Следовало праздновать и торжествовать! Но сидя бок о бок над туманной бездной, расцвеченной перламутрово-призрачным сиянием снов человечества, в пространстве ирреальности, на изнанке миров, мы просто молчали. Слишком много было сказано там, внутри, слишком много сделано — и сделано не так, как должно.
Наш первый бой стал причиной сомнений, и ясно было, что их следует разрешить здесь и сейчас, пока они не стали фундаментом для недоверия, но до чего же сложно было найти правильные слова в глубине себя, слова, которые выполнят свою миссию.

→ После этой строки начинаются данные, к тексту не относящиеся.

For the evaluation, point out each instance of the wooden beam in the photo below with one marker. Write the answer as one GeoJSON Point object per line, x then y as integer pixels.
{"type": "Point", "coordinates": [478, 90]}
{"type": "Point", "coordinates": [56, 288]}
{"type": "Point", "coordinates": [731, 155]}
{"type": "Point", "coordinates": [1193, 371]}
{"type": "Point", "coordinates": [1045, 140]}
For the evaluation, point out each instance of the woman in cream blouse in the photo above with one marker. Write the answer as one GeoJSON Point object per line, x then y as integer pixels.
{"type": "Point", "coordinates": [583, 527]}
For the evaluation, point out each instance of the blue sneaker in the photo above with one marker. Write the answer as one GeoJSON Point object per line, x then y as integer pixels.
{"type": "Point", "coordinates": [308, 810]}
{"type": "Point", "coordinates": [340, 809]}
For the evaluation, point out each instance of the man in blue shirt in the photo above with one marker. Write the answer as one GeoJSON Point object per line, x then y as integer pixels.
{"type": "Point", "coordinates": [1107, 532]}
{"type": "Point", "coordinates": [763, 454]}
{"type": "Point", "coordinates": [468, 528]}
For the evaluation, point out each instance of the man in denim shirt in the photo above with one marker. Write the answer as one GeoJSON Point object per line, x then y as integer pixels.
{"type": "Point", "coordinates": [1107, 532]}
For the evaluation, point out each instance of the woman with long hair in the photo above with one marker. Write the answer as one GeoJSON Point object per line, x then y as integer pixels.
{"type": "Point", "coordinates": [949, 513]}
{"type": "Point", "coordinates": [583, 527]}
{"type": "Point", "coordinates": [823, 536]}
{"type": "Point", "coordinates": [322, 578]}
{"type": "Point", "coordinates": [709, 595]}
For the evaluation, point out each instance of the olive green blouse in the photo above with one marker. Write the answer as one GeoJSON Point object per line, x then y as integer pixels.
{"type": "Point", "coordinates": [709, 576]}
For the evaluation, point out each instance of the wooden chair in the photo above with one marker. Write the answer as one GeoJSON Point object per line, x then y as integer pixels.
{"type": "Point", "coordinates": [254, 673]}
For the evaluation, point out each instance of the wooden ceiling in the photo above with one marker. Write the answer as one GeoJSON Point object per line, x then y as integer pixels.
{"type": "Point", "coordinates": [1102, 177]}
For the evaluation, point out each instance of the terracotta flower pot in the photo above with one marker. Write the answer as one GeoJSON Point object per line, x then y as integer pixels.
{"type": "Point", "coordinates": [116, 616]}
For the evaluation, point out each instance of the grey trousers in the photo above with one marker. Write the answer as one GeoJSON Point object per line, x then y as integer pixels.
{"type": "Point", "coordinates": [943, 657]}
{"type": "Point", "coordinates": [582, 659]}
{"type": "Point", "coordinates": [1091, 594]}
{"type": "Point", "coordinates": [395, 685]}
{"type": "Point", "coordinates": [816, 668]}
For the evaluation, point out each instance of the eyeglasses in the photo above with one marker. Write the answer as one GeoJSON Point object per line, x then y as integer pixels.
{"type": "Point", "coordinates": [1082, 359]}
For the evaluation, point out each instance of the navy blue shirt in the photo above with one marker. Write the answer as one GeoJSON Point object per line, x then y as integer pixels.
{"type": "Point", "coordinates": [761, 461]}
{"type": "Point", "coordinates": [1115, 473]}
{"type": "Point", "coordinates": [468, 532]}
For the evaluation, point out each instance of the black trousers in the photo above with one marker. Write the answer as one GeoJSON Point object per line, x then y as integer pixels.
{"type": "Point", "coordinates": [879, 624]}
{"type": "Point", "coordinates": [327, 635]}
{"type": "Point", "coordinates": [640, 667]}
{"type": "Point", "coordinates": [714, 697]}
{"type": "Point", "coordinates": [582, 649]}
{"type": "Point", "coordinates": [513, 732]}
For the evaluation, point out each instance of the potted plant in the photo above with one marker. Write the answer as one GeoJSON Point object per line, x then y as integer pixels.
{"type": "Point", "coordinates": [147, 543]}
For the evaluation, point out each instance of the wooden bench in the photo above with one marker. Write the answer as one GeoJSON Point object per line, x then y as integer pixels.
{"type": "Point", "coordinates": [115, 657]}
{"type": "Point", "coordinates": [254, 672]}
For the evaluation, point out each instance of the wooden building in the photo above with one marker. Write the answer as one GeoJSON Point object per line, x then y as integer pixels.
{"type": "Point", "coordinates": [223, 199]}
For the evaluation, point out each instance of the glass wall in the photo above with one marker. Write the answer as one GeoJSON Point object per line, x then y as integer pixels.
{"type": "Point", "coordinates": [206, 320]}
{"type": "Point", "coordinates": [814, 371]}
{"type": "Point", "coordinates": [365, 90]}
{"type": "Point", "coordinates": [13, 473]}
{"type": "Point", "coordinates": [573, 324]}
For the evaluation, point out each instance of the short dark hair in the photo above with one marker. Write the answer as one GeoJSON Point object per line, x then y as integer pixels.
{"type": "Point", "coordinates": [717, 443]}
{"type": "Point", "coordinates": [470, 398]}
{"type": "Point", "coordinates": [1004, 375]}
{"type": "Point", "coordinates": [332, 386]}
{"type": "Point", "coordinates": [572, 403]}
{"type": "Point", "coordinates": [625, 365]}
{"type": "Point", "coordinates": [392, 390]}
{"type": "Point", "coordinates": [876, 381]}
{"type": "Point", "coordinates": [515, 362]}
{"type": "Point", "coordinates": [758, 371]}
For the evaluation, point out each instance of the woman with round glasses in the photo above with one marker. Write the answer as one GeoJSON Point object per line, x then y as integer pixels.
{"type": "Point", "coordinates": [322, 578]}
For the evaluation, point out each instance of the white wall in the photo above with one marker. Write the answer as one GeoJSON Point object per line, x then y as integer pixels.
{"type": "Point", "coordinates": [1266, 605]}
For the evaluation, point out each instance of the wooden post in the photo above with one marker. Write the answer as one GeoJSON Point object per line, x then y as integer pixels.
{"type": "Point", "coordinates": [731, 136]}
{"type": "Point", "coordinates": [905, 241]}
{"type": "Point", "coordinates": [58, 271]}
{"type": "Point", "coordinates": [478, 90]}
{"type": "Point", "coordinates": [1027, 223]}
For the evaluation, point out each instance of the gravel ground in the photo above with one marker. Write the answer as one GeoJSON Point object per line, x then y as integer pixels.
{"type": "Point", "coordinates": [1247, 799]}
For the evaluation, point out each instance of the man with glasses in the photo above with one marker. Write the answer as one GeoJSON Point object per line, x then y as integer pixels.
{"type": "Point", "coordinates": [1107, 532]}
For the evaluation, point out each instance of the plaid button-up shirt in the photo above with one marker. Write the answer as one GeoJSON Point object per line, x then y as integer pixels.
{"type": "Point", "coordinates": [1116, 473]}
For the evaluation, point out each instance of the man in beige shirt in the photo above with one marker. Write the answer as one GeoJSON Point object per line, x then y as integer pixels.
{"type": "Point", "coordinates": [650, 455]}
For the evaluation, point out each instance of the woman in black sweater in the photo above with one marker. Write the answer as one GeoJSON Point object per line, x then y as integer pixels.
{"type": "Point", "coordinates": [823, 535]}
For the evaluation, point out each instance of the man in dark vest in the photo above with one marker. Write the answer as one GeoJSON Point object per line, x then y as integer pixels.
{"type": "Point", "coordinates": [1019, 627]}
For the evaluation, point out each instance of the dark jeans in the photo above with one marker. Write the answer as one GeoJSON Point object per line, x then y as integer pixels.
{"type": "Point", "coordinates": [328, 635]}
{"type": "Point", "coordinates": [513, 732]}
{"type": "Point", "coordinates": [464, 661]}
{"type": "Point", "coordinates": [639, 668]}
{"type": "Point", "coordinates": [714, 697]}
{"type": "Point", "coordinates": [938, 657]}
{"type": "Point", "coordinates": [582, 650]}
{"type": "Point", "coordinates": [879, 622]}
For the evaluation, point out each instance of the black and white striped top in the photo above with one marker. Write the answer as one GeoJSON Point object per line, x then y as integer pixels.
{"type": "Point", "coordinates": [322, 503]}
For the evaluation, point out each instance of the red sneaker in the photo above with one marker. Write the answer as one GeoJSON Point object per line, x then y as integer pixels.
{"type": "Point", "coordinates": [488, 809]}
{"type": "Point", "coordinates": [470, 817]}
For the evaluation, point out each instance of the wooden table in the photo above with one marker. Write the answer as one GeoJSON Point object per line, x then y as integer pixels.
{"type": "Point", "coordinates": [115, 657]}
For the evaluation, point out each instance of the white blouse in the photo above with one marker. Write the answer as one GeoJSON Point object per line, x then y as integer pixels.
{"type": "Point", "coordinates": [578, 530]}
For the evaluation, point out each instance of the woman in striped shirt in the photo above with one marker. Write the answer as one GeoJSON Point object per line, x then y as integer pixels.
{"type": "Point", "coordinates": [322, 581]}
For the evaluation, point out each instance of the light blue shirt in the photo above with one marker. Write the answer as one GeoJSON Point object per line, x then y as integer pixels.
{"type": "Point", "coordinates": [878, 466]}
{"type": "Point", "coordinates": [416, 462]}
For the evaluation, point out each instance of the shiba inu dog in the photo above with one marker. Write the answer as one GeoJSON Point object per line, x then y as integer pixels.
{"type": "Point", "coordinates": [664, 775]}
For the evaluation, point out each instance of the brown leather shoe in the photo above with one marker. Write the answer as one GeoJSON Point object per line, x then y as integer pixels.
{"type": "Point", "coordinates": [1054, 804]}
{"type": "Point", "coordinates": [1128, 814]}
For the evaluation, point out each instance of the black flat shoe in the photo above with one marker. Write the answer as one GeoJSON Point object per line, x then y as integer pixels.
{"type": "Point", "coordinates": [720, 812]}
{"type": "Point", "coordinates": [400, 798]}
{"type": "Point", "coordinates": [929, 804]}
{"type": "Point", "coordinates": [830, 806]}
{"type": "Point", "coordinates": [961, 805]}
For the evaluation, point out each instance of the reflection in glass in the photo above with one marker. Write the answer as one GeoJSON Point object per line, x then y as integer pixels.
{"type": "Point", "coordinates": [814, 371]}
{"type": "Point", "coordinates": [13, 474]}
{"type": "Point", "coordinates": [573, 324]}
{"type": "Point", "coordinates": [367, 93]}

— Соусейсеки. Нам придется об этом поговорить, и я не хочу откладывать.
— Мне сложно задавать эти вопросы, мастер.
— Но они ведь не исчезнут от того, что ты промолчишь. Я отвечу — если смогу.
— Мастер, почему ты солгал ему? Зачем дал ложные надежды? Почему мы не ушли?
— Мы, люди, привыкли обманывать друг друга. Я не стану отрицать, что его история одновременно печальна и отвратительна. Но и другое скажу — мне безразлично его будущее, безразлична справедливость и возмездие, и чувства его — не более чем инструмент.
— Ты и мне теперь врешь, мастер. Но не со зла, я же вижу. Говори.
— Соу, оставь ошибки для меня. Я всего лишь человек — справлюсь.
— Да, ты права, права. И ты знаешь, что я бы оставил его ждать смерти — потому что он должен быть наказан. Это было бы справедливо.
— Но ты этого не сделал — и теперь не знаешь, правильно ли поступил.
— Не из жалости, Соу. Но я не хочу признавать…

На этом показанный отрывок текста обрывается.